If you don’t have a scanner or you’re dissatisfied with the speed or quality of your existing scanner, I can recommend Canon’s LiDE series. They’re inexpensive and offer a very nice combination of speed and image quality. Most of them get their power from the USB port, which saves you a power outlet. And they’re small and light enough that they can fit into a laptop bag, making it possible to take a scanner and laptop along with you when you visit family and scan some old photos.

Getting those photos into digital form gives you other advantages as well. Some imaging software allows you to add captions or descriptions to the photos. If you’re Linux-savvy, you can set up a nice family website using one of the 12 bazillion gallery programs out there. You can keep it on your local LAN if you don’t want that stuff on the public Internet–you and your family can still enjoy punching through pictures on a strategically placed computer the same way you flip through old photo albums. If you’ve got a nice color printer, you can make as many reprints as you want, and if they fade, you can always just print them again. And while you’re burning CDs, you can burn an extra copy or two and keep them in someone else’s basement. If disaster strikes, insurance can replace most material items, but not the one-of-a-kinds like your photographs. Fortunately it’s easy to ensure they’re no longer one-of-a-kinds.

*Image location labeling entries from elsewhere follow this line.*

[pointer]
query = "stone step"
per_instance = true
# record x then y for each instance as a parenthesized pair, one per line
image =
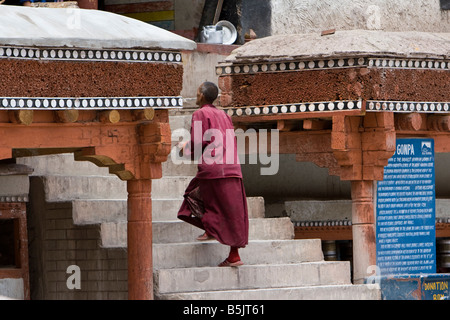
(252, 277)
(211, 253)
(326, 292)
(259, 229)
(94, 211)
(114, 234)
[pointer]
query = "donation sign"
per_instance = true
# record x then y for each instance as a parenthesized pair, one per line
(406, 242)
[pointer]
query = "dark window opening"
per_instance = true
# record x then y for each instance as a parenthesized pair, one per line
(7, 243)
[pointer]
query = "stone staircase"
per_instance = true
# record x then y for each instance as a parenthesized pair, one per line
(276, 265)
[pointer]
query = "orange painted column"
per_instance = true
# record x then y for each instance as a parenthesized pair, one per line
(363, 229)
(139, 238)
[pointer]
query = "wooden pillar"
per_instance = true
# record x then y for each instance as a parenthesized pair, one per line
(139, 238)
(363, 229)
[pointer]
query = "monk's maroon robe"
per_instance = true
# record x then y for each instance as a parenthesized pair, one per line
(219, 177)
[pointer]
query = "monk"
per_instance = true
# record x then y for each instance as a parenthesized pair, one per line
(215, 199)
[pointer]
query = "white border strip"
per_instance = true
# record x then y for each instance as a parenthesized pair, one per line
(306, 107)
(76, 54)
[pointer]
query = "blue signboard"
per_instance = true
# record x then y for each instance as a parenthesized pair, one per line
(405, 224)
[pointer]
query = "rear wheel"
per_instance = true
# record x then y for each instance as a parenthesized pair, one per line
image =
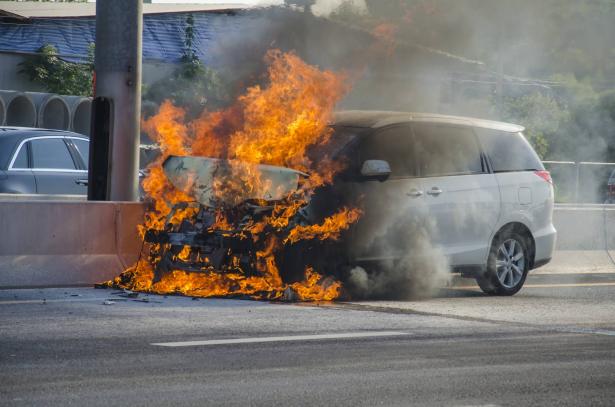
(507, 265)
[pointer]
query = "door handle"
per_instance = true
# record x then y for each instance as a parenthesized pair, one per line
(415, 193)
(435, 191)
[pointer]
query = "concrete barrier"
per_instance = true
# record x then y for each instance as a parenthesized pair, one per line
(60, 243)
(20, 109)
(585, 227)
(2, 111)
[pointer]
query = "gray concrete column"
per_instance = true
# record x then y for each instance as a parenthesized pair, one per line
(117, 66)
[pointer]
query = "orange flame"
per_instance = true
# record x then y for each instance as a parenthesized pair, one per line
(274, 124)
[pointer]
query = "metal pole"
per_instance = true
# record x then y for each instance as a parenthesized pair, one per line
(117, 65)
(577, 182)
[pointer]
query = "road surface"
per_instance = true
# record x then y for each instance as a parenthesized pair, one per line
(552, 344)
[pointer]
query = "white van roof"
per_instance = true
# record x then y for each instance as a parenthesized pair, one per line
(376, 119)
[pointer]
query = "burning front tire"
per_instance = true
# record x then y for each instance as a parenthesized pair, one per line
(507, 265)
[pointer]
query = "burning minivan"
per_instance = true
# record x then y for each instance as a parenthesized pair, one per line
(425, 192)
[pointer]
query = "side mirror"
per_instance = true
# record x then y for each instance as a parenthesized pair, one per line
(376, 169)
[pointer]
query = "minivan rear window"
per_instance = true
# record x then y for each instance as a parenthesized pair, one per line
(447, 150)
(509, 151)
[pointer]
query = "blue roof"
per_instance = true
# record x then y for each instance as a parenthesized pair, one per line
(163, 34)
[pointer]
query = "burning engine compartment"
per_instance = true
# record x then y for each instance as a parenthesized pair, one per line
(197, 243)
(227, 196)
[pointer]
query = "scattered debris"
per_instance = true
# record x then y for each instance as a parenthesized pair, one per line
(289, 295)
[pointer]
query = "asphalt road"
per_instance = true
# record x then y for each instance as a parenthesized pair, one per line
(553, 344)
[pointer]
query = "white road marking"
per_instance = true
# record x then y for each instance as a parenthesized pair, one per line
(562, 285)
(590, 331)
(348, 335)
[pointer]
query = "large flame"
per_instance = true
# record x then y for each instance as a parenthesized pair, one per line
(273, 124)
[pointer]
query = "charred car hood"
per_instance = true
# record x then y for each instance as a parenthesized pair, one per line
(196, 176)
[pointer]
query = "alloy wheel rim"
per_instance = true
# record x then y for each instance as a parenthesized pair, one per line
(510, 263)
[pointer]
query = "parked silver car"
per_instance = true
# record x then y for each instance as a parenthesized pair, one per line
(40, 161)
(475, 189)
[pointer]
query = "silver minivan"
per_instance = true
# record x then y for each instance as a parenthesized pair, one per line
(472, 191)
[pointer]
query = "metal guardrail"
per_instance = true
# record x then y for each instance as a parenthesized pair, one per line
(580, 182)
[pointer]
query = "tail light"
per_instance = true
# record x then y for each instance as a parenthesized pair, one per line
(546, 175)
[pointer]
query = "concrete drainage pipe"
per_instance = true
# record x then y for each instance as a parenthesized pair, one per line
(81, 112)
(20, 109)
(53, 112)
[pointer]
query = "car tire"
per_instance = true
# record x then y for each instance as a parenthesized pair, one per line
(507, 265)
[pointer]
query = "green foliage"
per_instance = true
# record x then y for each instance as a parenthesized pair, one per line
(192, 85)
(542, 116)
(58, 76)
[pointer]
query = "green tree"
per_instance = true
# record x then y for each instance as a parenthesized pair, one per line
(542, 116)
(192, 85)
(58, 76)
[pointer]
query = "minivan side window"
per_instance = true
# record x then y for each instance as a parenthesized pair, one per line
(21, 161)
(447, 150)
(51, 153)
(83, 146)
(509, 151)
(394, 145)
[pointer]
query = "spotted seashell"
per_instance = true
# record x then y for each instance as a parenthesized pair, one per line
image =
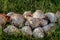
(38, 14)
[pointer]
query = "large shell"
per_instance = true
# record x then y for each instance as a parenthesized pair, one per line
(17, 20)
(26, 30)
(38, 14)
(10, 13)
(12, 30)
(27, 14)
(58, 14)
(34, 22)
(38, 32)
(51, 16)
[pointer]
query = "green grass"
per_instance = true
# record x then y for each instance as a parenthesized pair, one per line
(24, 5)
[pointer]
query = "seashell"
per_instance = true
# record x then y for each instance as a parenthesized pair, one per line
(10, 13)
(51, 16)
(27, 14)
(26, 30)
(43, 22)
(38, 14)
(34, 22)
(11, 30)
(17, 19)
(3, 19)
(38, 32)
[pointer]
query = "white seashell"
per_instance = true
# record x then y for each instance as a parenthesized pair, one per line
(38, 32)
(38, 14)
(17, 20)
(51, 16)
(27, 14)
(26, 30)
(43, 22)
(11, 30)
(34, 22)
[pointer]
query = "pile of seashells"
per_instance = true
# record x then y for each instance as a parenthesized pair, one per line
(34, 24)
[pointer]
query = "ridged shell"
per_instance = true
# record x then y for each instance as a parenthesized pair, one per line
(51, 16)
(38, 32)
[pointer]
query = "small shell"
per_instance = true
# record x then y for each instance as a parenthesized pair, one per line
(38, 32)
(17, 20)
(43, 22)
(27, 14)
(11, 30)
(51, 16)
(38, 14)
(34, 22)
(26, 30)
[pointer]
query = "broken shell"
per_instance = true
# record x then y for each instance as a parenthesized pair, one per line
(26, 30)
(27, 14)
(12, 30)
(51, 16)
(17, 20)
(47, 28)
(38, 14)
(43, 22)
(34, 22)
(38, 32)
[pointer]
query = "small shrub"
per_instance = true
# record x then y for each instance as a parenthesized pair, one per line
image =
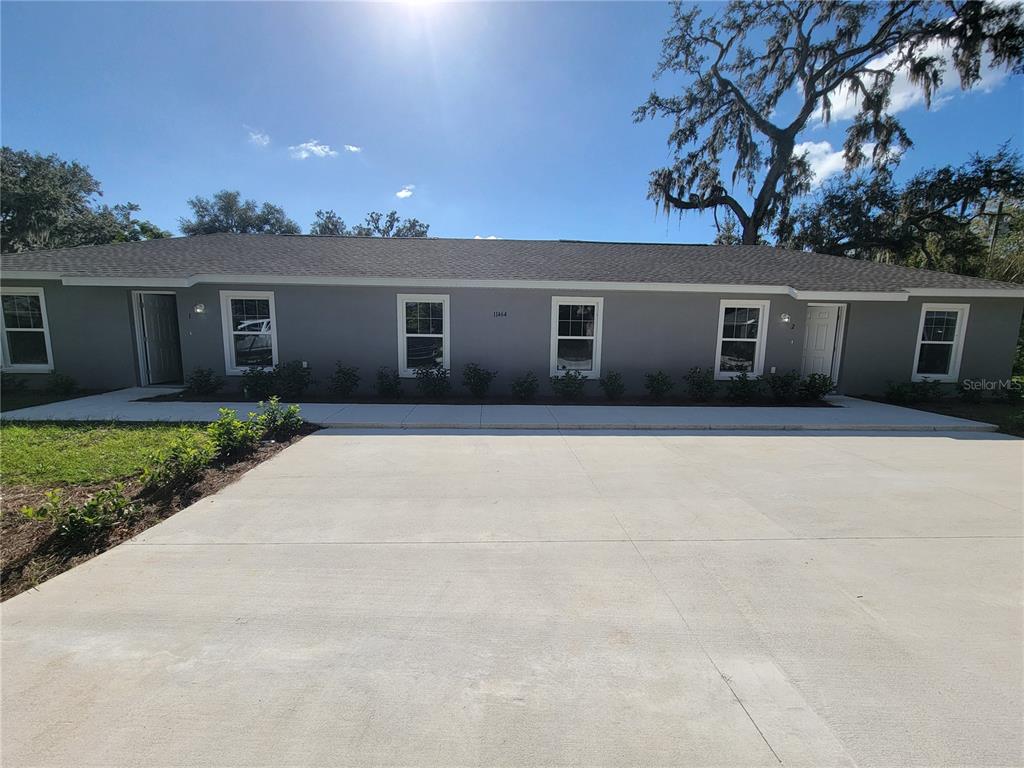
(815, 387)
(742, 388)
(926, 390)
(182, 463)
(62, 384)
(658, 384)
(276, 422)
(290, 380)
(898, 394)
(1015, 391)
(257, 383)
(81, 524)
(433, 381)
(232, 437)
(612, 385)
(525, 386)
(700, 383)
(477, 380)
(388, 383)
(9, 383)
(203, 381)
(344, 380)
(968, 393)
(783, 387)
(569, 385)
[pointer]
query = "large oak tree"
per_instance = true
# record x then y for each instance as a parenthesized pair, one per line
(756, 73)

When will we take security seriously?

Overheard today at work:
“Hackers don’t usually work during the day, or on weekends…”

I guess by that same logic, I could say that I ran file servers with all ports exposed on the public Internet for years and never got hacked (just don’t mention that those years started in 1996 and ended in 1998).

It’s sad that there are people who still don’t take security seriously. The attitude I heard 10 years ago–“What? Do they want to look at the GIFs and JPEGs on my hard drive? If they can get in, they can have ’em!”–pervades today. Nobody’s interested in your GIFs and JPEGs because you don’t have anything that hasn’t been posted on Usenet’s alt.binaries groups a dozen times, but they want your high-speed connection. It doesn’t matter anymore how insignificant you are. If your computer is online, they want it.

I’m quickly reaching the point where I believe it’s socially irresponsible to have anything faster than a 56K dialup connection and not have a hardware-based firewall sitting between you and the Internet. I bought a couple of the low-end Network Everywhere-brand (made by Linksys) 4-port cable/DSL routers a year ago. I paid $50 apiece for them. That’s what you’ll pay for a shrink-wrapped “Internet Security” software package, but it’s more effective and it doesn’t slow your computer down. Even a one-computer household should have one.

As far as antivirus software goes, Grisoft offers antivirus software free for home use. Yes, it slows your computer down. If you don’t like that, run Linux. Grisoft’s AVG is free, effective, and easy to use. And it stamps outgoing e-mail, assuring your friends that your mail has been scanned. That’s comforting in these days.

Hopefully the typical computer user will soon outgrow the teenage it-can’t-happen-to-me mindset.

But I won’t hold my breath. Since hackers only work on weekdays, problems can only happen when I’m at work and my home PC is off, right?